Dès son retour en Europe, Picabia rejoindra le groupe, on le verra alors collaborer à la revue Dada, tandis que Tristan Tzara et Jean Art participeront à 391, la revue que dirigera Picabia pendant plusieurs années (1917-1924). Grâce à Tzara, que Picabia fait venir à Paris, se lance alors une nouvelle génération dada incarnée par André Breton, Louis Aragon, Philippe Soupault… L’activité de Picabia est débordante : peintre, poète, illustrateur, dessinateur… Les tableaux de cette époque sont souvent d’une simplicité agressive assortie d’inscriptions déconcertantes.

Se sentant à l’étroit dans le cercle Dada, il ne tarde pas à fréquenter les Ballets suédois, le compositeur Eric Satie et René Clair avec lesquels il crée Relâche (1924) et le film Entr’acte (1924). Les surréalistes sont scandalisés de le voir réaliser des œuvres trop complaisantes pour le public mondain. Peu après cette époque, Picabia produit toute sorte de collages et se lance dans la production des Monstres: personnages au nez démesuré, bariolés etc…

Vient ensuite la période des Transparences, tableaux dans lesquels l’artiste superpose plusieurs motifs figuratifs dont il modifie la couleur et l ‘échelle.

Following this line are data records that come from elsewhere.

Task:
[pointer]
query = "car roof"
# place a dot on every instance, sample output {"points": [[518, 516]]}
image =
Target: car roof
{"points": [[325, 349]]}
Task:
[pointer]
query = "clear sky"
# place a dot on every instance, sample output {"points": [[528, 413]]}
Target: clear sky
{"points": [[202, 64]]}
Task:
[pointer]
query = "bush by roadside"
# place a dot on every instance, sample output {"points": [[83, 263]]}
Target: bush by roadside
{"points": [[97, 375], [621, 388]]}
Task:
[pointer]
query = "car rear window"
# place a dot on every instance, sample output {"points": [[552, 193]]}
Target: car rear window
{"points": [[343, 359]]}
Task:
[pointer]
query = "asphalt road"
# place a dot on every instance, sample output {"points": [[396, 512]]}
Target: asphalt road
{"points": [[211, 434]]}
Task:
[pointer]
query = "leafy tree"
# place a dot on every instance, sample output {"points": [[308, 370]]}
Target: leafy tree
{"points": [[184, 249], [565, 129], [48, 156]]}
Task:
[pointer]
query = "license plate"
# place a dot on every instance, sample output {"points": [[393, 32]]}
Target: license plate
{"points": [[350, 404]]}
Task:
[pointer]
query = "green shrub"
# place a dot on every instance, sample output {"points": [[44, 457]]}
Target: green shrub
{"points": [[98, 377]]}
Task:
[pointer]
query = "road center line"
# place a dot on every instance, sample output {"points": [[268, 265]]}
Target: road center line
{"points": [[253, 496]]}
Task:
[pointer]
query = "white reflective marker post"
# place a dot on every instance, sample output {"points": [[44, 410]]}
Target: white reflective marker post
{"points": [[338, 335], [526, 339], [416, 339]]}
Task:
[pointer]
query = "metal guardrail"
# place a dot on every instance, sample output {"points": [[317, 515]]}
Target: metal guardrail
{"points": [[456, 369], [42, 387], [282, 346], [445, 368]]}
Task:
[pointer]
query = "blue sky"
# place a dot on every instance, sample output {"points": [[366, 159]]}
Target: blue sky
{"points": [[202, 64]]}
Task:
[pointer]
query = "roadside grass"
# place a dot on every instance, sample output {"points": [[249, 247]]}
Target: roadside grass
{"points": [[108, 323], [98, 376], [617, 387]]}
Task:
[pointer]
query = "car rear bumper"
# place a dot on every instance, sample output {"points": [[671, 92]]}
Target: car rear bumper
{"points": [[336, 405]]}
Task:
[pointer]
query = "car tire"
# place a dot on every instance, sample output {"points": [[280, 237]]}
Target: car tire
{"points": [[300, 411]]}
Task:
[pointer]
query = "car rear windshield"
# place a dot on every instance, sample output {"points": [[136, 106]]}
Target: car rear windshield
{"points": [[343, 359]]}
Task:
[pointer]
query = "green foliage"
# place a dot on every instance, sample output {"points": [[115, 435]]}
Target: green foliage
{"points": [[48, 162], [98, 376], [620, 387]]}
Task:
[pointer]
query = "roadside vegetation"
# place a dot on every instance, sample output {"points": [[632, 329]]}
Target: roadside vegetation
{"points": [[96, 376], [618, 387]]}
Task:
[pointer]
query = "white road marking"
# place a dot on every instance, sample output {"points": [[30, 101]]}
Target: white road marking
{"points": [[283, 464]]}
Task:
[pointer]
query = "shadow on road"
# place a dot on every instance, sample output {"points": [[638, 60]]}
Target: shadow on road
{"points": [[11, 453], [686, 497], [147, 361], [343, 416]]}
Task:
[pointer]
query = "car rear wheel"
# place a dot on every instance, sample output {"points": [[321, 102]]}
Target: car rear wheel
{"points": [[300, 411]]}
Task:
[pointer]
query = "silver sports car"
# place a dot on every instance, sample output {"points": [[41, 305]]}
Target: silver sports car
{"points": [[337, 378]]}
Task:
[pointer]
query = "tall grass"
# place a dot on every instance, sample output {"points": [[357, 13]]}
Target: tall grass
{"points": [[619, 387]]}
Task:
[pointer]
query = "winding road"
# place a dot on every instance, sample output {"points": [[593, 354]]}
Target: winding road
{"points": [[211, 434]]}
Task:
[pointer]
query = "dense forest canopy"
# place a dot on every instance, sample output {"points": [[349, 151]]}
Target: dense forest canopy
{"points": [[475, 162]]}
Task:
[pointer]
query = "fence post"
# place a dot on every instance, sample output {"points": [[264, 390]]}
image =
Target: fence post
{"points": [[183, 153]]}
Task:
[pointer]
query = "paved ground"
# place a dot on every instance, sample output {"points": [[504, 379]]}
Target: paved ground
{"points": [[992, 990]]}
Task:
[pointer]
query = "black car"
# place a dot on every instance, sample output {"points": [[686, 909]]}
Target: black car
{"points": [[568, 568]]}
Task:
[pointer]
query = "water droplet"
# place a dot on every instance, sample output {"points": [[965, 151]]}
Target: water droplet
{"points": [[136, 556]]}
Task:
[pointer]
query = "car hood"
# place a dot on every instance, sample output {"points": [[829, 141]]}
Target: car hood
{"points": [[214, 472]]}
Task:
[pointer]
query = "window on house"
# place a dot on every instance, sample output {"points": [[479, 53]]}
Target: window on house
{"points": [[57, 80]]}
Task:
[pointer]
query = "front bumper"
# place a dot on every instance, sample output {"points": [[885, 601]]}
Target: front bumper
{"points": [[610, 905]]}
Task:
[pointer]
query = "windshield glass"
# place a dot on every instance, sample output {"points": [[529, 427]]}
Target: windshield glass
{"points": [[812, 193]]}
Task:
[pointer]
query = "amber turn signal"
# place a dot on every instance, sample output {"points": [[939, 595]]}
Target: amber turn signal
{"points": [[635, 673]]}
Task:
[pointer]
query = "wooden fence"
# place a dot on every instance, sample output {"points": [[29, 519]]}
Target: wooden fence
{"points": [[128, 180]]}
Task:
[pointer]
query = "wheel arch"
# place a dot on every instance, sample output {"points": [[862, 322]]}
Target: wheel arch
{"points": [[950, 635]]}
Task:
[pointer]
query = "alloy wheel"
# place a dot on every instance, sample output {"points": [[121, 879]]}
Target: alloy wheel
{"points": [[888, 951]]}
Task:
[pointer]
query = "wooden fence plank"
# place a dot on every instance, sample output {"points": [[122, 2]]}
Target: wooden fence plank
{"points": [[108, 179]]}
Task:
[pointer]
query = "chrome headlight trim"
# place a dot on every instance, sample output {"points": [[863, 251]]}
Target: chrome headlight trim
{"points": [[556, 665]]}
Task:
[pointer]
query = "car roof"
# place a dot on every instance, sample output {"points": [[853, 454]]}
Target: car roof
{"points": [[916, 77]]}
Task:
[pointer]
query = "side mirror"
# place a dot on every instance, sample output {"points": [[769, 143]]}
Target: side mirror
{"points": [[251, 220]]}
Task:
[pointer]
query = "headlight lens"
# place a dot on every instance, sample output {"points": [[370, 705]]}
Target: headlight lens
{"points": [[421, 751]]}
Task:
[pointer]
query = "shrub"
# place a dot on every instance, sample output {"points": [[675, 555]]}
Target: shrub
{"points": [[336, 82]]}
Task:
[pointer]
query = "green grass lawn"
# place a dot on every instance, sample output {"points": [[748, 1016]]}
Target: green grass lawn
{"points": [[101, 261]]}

Picabia reste donc à l’écart du mouvement d’André Breton, et ce sont ses amis Man Ray et Duchamp qu’il restera le plus fidèle.

Pendant les années trente, Picabia mène son œuvre au gré de son humeur avec un évident et malicieux plaisir à déconcerter le public.On le voit aussi un peu plus tard, passer de l’abstraction géométrique à certaines représentations symboliques.

La guerre, puis l’Occupation tempèrent cette versatilité et ces années noires. Cela ne semblent pas affecter son travail, l’artiste se consacrant au nu académique.  Après la guerre, une nouvelle volte-face le ramène à l’abstraction. 

Son goût immodéré pour les fêtes et les voitures (il en collectionnera plus de 150), le ruine. Il multiplie les petites toiles de nombreux genres. Ses derniers tableaux relèvent du minimalisme : des points de couleurs semés sur des fonds épais et monochromes, titrés Je n'ai plus envie de peindre, Quel prix ?, Peinture sans but ou Silence.... Au printemps 1949, la galerie René Drouin à Paris, organise sa première rétrospective.

À la fin de l'année 1951, Picabia souffre d'une artériosclérose paralysante qui l'empêche de peindre et meurt deux ans plus tard.